Reputation: 5168
Recently I wanted to do Spark Machine Learning Lab from Spark Summit 2016. Training video is here and exported notebook is available here.
The dataset used in the lab can be downloaded from UCI Machine Learning Repository. It contains a set of readings from various sensors in a gas-fired power generation plant. The format is xlsx file with five sheets.
To use the data in the lab I needed to read all the sheets form the Excel file and to concatenate them into one Spark DataFrame. During the training they are using Databricks Notebook but I was using IntelliJ IDEA with Scala and evaluating the code in the console.

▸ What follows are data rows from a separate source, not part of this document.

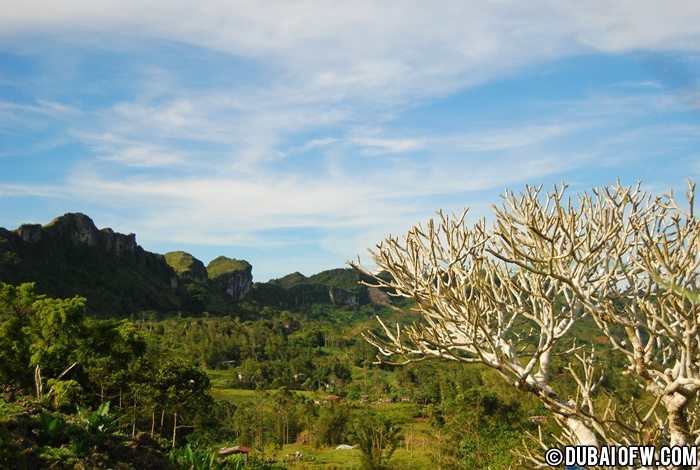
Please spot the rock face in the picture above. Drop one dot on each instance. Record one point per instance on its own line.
(187, 266)
(80, 230)
(337, 287)
(232, 276)
(71, 256)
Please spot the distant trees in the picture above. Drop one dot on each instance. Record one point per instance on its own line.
(48, 346)
(509, 295)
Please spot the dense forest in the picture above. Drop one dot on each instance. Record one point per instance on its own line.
(114, 357)
(398, 368)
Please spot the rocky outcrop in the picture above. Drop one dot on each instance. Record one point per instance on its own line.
(187, 266)
(30, 233)
(80, 230)
(232, 276)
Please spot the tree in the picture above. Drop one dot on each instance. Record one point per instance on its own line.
(508, 295)
(39, 333)
(184, 390)
(377, 439)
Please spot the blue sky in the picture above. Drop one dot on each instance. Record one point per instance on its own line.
(297, 134)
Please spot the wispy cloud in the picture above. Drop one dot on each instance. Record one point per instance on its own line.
(233, 122)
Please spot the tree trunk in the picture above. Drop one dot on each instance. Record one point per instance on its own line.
(677, 420)
(174, 428)
(37, 382)
(133, 422)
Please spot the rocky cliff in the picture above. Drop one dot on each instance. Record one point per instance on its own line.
(339, 287)
(232, 276)
(71, 256)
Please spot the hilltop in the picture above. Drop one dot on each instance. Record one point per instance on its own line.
(70, 256)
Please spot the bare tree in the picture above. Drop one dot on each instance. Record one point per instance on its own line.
(508, 295)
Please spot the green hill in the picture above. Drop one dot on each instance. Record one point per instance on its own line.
(70, 256)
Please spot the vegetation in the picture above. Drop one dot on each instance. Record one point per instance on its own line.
(286, 380)
(223, 265)
(509, 296)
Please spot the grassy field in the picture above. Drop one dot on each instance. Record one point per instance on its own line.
(412, 454)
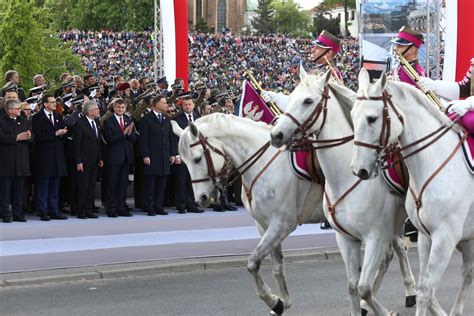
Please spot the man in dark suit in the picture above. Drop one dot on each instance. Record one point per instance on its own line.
(184, 188)
(15, 135)
(119, 133)
(158, 149)
(49, 161)
(87, 153)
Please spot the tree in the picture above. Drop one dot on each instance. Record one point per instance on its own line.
(30, 48)
(262, 22)
(288, 19)
(347, 4)
(201, 26)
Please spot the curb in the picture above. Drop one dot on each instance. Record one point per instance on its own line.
(125, 270)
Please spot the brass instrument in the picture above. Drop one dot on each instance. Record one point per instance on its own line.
(272, 106)
(333, 71)
(416, 78)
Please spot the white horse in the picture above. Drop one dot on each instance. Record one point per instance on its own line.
(361, 212)
(443, 209)
(275, 195)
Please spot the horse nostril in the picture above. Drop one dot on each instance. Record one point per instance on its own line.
(363, 174)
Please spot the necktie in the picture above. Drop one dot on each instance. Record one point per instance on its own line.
(121, 124)
(94, 129)
(51, 118)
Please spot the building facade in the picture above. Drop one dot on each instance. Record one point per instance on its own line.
(218, 14)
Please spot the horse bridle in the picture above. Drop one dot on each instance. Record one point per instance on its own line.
(386, 122)
(213, 175)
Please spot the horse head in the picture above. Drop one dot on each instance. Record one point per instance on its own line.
(377, 123)
(304, 112)
(204, 159)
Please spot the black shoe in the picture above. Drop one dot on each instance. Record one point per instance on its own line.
(124, 213)
(161, 212)
(19, 218)
(195, 210)
(218, 208)
(59, 217)
(45, 218)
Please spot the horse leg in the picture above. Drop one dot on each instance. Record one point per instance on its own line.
(350, 251)
(466, 249)
(278, 267)
(379, 277)
(272, 237)
(375, 250)
(440, 252)
(407, 274)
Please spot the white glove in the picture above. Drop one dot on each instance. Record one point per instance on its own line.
(461, 107)
(446, 89)
(268, 96)
(280, 99)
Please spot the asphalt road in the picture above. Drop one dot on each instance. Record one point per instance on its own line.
(316, 288)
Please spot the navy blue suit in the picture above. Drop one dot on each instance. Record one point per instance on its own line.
(184, 186)
(49, 163)
(87, 150)
(119, 157)
(157, 142)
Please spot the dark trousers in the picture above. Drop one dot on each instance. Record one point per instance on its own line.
(11, 193)
(47, 195)
(116, 188)
(154, 192)
(184, 188)
(86, 189)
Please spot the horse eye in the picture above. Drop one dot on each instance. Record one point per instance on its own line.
(308, 101)
(371, 119)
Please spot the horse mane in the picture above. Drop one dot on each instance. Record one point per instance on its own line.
(424, 101)
(345, 98)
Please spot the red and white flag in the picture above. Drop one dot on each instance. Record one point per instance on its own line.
(174, 18)
(459, 46)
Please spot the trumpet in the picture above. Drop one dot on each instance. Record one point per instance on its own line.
(333, 71)
(411, 72)
(273, 107)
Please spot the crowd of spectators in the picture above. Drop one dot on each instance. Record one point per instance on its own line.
(219, 60)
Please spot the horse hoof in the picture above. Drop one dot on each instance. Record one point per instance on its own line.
(279, 308)
(410, 301)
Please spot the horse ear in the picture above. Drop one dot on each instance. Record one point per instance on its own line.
(327, 76)
(177, 130)
(382, 81)
(364, 78)
(194, 130)
(303, 73)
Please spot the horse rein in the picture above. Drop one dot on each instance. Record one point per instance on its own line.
(213, 175)
(385, 149)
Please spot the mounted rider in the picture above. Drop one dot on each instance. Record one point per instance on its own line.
(453, 91)
(325, 48)
(407, 44)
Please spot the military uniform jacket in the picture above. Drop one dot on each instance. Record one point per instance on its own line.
(14, 156)
(48, 154)
(158, 143)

The first step was to save all the Excel sheets into separate xlsx files named sheet1.xlxs
, sheet2.xlsx
etc. and put them into sheets
directory.
How to read all the Excel files and concatenate them into one Apache Spark DataFrame?
Upvotes: 4
Views: 11945
Reputation: 21
Hope this Spark Scala code might help.
import org.apache.hadoop.conf.Configuration
import org.apache.hadoop.fs.{Path, FileSystem}
import org.apache.spark.deploy.SparkHadoopUtil
import org.apache.spark.sql.execution.datasources.InMemoryFileIndex
import java.net.URI
def listFiles(basep: String, globp: String): Seq[String] = {
val conf = new Configuration(sc.hadoopConfiguration)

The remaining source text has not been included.